Maduro and other government officials have urged Venezuelans not to heed rumors about Chavez's condition.

Aveledo said the opposition has been respectful during Chavez's illness, and said that "the secrecy is the source of the rumors, which increase the uncertainty and cause distress."

"They should tell the truth," Aveledo said, noting that Maduro had pledged to provide full reports about Chavez's condition. He reiterated the opposition's call for the government to release a medical report and said all indications are that Chavez won't be able to be sworn in to begin a new term Jan. 10.

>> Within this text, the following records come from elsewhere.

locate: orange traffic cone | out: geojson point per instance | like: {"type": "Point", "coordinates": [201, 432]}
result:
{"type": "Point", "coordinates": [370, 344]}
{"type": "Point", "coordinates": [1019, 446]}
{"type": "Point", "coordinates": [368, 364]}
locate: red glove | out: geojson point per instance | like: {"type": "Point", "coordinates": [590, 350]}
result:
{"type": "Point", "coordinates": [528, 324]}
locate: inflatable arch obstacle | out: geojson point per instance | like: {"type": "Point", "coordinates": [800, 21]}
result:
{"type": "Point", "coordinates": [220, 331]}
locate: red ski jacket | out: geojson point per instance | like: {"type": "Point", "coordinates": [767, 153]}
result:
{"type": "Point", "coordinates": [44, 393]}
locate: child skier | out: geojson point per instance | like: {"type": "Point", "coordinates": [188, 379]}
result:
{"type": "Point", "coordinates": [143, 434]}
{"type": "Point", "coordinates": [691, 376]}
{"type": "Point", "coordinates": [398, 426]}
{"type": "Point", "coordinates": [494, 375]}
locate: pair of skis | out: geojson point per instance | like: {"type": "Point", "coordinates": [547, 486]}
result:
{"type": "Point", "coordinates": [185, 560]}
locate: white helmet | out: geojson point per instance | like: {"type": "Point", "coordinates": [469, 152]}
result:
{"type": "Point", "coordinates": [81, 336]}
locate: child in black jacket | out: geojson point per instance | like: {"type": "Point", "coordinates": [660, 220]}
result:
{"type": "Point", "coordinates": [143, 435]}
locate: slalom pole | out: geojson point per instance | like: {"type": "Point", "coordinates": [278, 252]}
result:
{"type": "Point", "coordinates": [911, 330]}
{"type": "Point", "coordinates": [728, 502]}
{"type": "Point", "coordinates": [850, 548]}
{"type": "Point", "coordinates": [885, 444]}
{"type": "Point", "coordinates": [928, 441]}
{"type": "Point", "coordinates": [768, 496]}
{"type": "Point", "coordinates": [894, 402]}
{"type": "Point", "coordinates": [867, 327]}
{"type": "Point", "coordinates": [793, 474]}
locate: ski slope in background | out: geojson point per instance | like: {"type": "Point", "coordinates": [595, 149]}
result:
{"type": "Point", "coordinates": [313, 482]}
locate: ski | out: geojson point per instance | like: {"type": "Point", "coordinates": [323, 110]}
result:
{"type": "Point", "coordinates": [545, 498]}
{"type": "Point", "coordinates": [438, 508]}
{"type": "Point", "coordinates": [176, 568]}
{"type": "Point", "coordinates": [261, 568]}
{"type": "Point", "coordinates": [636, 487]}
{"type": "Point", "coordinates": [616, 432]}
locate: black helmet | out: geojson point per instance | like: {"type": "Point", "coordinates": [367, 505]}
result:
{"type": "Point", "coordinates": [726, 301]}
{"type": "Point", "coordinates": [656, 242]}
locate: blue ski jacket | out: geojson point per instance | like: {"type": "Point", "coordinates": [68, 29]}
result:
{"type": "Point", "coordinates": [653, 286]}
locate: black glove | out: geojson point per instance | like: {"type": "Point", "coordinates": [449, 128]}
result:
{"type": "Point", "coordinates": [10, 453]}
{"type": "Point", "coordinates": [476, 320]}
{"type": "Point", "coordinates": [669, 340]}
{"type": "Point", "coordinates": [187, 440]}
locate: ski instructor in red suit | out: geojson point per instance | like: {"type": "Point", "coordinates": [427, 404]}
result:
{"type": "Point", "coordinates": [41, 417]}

If Chavez can't take office on that date, Aveledo said the constitution is clear that the National Assembly president should then take over temporarily until a new election is held. He said what happens next in Venezuela should be guided by "the truth and the constitution."

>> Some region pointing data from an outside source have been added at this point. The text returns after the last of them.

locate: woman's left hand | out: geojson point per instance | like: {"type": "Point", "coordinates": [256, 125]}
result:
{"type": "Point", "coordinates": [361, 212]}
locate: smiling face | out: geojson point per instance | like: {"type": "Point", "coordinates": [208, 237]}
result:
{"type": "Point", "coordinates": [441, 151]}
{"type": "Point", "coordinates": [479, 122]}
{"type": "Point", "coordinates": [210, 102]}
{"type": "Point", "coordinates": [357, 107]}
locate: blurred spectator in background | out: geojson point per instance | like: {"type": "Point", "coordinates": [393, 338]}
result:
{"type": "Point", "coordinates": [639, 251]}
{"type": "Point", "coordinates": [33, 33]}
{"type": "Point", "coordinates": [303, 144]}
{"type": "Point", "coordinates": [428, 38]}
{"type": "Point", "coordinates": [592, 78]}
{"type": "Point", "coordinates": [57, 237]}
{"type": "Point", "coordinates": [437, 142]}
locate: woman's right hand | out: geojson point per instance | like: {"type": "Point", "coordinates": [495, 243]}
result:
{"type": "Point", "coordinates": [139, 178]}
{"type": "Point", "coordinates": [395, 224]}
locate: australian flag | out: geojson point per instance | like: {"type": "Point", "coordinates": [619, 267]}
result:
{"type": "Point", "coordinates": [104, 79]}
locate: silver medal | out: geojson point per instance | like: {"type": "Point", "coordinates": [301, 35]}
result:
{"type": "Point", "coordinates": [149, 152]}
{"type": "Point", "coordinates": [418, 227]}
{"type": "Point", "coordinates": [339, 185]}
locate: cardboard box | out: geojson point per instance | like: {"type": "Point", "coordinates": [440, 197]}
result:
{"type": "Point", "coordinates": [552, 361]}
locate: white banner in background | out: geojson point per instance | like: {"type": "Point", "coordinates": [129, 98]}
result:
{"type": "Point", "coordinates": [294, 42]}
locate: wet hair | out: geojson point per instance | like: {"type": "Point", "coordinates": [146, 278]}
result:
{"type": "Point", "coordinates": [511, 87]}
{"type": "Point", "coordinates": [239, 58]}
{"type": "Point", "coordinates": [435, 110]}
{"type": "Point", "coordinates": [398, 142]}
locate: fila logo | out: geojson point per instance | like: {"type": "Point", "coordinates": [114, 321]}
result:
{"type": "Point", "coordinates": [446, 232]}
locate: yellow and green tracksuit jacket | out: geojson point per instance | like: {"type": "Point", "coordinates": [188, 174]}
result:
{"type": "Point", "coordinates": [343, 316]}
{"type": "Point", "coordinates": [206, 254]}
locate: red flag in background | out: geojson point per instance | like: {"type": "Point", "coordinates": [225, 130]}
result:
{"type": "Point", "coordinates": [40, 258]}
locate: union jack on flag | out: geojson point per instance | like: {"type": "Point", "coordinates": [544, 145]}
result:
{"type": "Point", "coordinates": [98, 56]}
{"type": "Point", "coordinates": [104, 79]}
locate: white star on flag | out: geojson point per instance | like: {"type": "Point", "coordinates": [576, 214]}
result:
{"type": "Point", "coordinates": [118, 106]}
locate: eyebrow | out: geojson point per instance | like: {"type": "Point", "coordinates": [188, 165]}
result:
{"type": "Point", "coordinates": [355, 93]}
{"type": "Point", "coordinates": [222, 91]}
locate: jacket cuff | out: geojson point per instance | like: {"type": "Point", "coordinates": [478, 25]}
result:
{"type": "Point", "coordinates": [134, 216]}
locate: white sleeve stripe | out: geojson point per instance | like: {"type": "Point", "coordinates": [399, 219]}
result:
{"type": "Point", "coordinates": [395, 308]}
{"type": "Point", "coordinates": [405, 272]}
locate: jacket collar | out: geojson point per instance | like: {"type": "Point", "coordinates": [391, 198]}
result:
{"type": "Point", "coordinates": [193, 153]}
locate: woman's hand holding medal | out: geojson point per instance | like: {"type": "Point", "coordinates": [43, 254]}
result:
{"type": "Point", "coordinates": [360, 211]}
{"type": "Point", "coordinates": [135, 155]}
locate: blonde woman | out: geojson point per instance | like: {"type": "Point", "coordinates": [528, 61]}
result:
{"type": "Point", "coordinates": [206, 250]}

If Chavez dies or is unable to continue in office, the Venezuelan Constitution says a new election should be held within 30 days.

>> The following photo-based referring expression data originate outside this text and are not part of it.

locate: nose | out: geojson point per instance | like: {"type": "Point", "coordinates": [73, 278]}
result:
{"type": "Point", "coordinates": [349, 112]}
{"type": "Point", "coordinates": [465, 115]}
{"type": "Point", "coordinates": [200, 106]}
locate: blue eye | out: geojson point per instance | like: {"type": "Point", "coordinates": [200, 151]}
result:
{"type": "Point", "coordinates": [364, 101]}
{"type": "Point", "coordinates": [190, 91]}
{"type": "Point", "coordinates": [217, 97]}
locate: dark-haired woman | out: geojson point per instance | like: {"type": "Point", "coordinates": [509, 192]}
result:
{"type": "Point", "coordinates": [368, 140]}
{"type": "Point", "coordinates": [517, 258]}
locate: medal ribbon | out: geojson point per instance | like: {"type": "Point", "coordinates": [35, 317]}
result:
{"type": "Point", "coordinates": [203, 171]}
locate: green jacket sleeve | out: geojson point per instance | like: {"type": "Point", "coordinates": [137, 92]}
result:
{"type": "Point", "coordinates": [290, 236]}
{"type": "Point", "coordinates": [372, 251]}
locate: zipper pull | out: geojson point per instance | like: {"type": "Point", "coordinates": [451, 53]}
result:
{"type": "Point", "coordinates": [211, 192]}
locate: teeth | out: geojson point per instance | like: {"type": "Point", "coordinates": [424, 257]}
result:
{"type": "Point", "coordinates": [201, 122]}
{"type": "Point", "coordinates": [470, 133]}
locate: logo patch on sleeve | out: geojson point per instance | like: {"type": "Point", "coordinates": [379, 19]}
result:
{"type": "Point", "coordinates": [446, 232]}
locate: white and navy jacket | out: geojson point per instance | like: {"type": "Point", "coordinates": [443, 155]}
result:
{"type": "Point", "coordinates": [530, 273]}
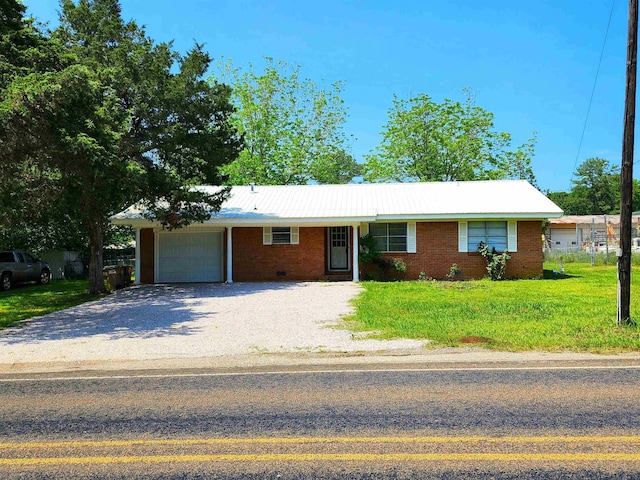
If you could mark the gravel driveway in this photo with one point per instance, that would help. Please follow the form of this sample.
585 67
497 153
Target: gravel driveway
195 321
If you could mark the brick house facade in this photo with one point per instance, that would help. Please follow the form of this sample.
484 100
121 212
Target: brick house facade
313 233
308 260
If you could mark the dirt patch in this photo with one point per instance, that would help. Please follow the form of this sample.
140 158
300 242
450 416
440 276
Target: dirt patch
475 339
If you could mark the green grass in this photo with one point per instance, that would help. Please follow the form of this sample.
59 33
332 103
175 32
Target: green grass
575 312
23 302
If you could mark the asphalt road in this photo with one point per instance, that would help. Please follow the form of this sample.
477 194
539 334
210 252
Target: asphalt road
507 423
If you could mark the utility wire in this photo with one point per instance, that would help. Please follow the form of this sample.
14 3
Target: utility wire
593 91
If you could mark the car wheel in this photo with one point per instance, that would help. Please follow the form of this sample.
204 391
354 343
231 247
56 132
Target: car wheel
45 276
5 282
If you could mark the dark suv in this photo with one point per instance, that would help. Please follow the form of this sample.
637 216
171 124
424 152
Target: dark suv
18 267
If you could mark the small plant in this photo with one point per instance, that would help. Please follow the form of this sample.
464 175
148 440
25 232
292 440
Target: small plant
399 265
496 262
368 250
454 272
423 277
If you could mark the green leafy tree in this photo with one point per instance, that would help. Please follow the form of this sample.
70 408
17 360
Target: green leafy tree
429 141
292 128
121 118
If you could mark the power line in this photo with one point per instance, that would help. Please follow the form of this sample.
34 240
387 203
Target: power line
593 91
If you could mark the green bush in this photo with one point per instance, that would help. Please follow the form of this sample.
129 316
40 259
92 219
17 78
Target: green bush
496 262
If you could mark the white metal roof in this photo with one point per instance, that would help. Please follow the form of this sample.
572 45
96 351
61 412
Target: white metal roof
373 202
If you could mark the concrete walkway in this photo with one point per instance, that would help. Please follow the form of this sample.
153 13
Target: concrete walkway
159 322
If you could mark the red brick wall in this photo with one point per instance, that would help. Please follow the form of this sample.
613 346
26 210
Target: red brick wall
437 250
253 261
147 255
437 245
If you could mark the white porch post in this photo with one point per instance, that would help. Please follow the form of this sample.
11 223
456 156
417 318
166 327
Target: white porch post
137 264
356 249
229 256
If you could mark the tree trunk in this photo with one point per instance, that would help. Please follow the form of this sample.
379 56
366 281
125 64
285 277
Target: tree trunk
96 239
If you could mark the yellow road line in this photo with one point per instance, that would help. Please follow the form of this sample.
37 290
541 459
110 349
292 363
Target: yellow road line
627 439
306 457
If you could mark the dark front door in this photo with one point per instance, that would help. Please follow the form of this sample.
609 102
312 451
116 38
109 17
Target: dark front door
338 248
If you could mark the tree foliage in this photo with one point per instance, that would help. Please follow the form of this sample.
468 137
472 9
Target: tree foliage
292 128
429 141
595 190
117 118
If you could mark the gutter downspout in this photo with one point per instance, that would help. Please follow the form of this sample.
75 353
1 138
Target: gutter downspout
356 249
229 255
137 262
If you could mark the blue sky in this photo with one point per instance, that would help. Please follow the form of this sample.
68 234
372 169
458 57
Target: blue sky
533 64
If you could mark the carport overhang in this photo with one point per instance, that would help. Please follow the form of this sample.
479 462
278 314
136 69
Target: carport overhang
227 224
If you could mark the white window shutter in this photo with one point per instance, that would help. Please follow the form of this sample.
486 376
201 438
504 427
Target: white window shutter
295 235
411 237
462 237
512 236
267 238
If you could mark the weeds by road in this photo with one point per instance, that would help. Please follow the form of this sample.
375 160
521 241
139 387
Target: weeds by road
23 302
575 312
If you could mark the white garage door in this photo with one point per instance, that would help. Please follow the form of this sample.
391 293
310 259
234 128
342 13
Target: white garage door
189 257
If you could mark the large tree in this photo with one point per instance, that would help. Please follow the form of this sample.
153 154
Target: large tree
121 118
292 128
429 141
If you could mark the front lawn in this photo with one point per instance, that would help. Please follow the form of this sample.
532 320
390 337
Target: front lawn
26 301
575 312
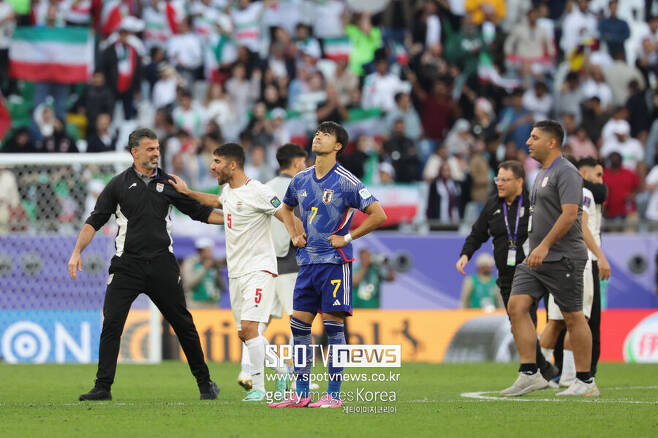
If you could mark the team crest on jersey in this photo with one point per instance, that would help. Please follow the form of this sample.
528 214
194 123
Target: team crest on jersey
327 196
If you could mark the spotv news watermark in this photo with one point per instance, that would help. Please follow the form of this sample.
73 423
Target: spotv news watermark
342 356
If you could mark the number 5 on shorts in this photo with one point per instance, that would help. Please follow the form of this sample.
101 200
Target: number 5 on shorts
336 284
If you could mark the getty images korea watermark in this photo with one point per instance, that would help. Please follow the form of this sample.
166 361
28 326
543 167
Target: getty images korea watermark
348 356
342 356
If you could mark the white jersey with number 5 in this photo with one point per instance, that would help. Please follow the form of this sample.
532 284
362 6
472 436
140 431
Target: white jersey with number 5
593 219
248 212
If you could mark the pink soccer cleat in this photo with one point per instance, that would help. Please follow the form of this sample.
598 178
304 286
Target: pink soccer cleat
294 401
327 401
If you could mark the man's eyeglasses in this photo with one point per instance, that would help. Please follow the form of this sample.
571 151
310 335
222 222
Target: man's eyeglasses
498 180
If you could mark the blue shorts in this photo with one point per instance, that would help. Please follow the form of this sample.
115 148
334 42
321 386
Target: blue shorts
324 288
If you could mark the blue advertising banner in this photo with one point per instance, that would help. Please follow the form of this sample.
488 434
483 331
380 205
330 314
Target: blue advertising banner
40 336
34 275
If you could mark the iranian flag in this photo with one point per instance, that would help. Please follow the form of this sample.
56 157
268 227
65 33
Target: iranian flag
337 48
5 118
111 16
401 202
365 122
44 54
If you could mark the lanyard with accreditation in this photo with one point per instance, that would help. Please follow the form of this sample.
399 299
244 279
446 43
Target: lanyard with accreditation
533 194
511 252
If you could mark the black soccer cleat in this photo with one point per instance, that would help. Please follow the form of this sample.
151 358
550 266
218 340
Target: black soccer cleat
96 394
212 393
550 372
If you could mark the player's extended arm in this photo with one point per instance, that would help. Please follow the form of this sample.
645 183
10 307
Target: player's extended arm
560 228
75 262
208 199
376 217
285 215
467 288
216 218
604 266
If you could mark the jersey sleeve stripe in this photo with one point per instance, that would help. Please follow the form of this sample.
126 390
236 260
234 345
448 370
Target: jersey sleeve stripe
346 218
347 174
345 283
344 256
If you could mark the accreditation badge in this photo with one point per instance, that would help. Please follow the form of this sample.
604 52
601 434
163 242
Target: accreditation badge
511 257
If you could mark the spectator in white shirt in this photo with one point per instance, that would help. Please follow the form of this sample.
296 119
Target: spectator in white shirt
164 90
629 148
185 51
538 101
580 23
596 85
652 187
380 87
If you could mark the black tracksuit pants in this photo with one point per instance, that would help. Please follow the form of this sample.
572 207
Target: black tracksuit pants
539 356
158 278
594 326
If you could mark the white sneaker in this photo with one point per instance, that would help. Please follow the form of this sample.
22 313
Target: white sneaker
244 380
524 384
565 383
580 388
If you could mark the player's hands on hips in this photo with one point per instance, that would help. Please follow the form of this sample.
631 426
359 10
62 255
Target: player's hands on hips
299 240
75 265
604 268
461 264
337 241
537 256
178 183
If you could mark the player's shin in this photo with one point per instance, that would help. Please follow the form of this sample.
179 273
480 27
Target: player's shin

With rumors swirling that Chavez had taken a turn for the worse, Maduro said on Tuesday that he had met with the president twice and had spoken with him.

"He's totally conscious of the complexity of his post-operative state and he expressly asked us ... to keep the nation informed always, always with the truth, as hard as it may be in certain circumstances," Maduro said in the prerecorded interview in Havana, which was broadcast Tuesday night by the Caracas-based television network Telesur.

Both supporters and opponents of Chavez have been on edge in the past week amid shifting signals from the government about the president's health. Officials have reported a series of ups and downs in his recovery -- the most recent, on Sunday, announcing that he faced the new complications from a respiratory infection.

Maduro said on Tuesday that Chavez faces "a complex and delicate situation." But he also said that when he talked with the president and looked at his face, he seemed to have "the same strength as always."

The vice president said he planned to return to Caracas on Wednesday, though there was no confirmation of a return trip as of Wednesday night.

His remarks about the president came at the end of an interview in which he praised Cuba's government effusively and touched on what he called the long-term strength of Chavez's socialist Bolivarian Revolution movement. He mentioned that former Cuban President Fidel Castro had visited the hospital where Chavez was treated.

In Washington, the U.S. State Department said procedures under the Venezuelan Constitution should be followed if Chavez is no longer able to carry out his duties as president.

"We want to see any transition take place in a manner that is consistent with the Venezuelan Constitution, that any election be fully transparent, democratic, free and fair," State Department spokeswoman Victoria Nuland told reporters on Wednesday.

Asked if Chavez being out of the picture would make it easier to improve long-strained ties between Venezuela and the U.S., Nuland said, "Obviously we will judge our ability to improve our relationship with Venezuela based on steps they are able to take."

The U.S. Embassy in Caracas has been without an ambassador since July 2010. Chavez rejected the U.S. nominee for ambassador, accusing him of making disrespectful remarks about Venezuela's government. That led Washington to revoke the visa of the Venezuelan ambassador.

But recently U.S. and Venezuelan diplomats began high-level conversations aimed at improving relations, a U.S. government official said. The official spoke on condition of anonymity because he wasn't authorized to speak publicly about the matter.